While organ functions were improving following application of chemotherapy, the patient developed aspergillus fumigatus and candida albicans pneumonia, confirmed by culture of bronchioalveolar fluid, and had to be ventilated for ten days. White blood counts were stimulated using granulocyte colony stimulating factor (G-CSF) starting on day 4 after chemotherapy application. Twenty-one days after the first chemotherapy, the patient received the second cycle, this time an attenuated ABVD schedule (adriamycin d1 75% and d15 100%, bleomycin d1 25% and d15 50%, vinblastin d1 75% and d15 100%, dacarbazin d1 50% and d15 75%). During the second cycle he again became septic from Candida urinary tract infection but recovered in due time with caspofungin treatment and G-CSF support to receive the next dose of chemotherapy on day 15. Overall, we applied four cycles of chemotherapy, three of them ABVD d1 and d15, and were able to escalate the doses of adriamycin, bleomycin and vinblastin to 100%, and of dacarbazin to 75% of the regular adult schedule. In detail, the following doses (given as total or per m2 body surface area) were applied. Cycle 1: cyclophosphamide 375 mg/m2, doxorubicin 12,5 mg/m2, vincristin 2 mg total dose; cyclophosphamide was reduced to limit hematotoxicity considering renal failure; doxorubicin dose was adjusted to poor liver function. Cycle 2 (3 weeks later), d1: doxorubicin 19 mg, bleomycin 2,5 mg, vinblastin 4,4 mg, dacarbazin 194 mg, all per m2. doxorubicin was still applied in a lower dose to account for hepatic dysfunction, bleomycin was thought to be particularly toxic since it induces DNA breaks, especially in kidney failure. Since the patient was still recovering from severe sepsis also vinblastin and dacarbazin were reduced to limit the risk of neutropenic infection. Pegylated G-CSF was given d4 and d19. Cycle 2, d15: doxorubicin 25 mg, bleomycin 5 mg, vinblastin 6 mg, dacarbazin 281 mg, all per m2. Cycle 3 and cycle 4, d1 and d15: doxorubicin 25 mg, bleomycin 10 mg, vinblastin 6 mg, dacarbazin 281 mg, all per m2.

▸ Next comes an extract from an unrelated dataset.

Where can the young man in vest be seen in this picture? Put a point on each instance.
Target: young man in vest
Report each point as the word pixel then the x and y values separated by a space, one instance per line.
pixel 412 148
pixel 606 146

However, the patient was affected with severe intensive care polyneuropathy leading to lower extremities paresthesias and paralysis. The situation was further complicated by grade IV anal ulcer and eventually a depressive episode. The resulting refusal to co-operate prevented mobilisation as well as implementation of supportive measures and staging procedures. Therefore, and in consideration of the dramatic clinical response already obtained it was decided together with his family to terminate chemotherapy. After fourteen days on an inpatient psychiatric ward undergoing intensive psychotherapy the patient was referred to a rehabilitation facility for the following eight weeks and then discharged home.
Follow-up MRI was performed at 3, 6, 12 and 18 months after initial diagnosis and continued to show complete remission. At 20 months after the initial diagnosis, the patient has now regained full mobility, does not exhibit any clinical sequelae of the disease and has started to work again as an auxiliary cook. His mental condition has returned to baseline without pharmacologic intervention.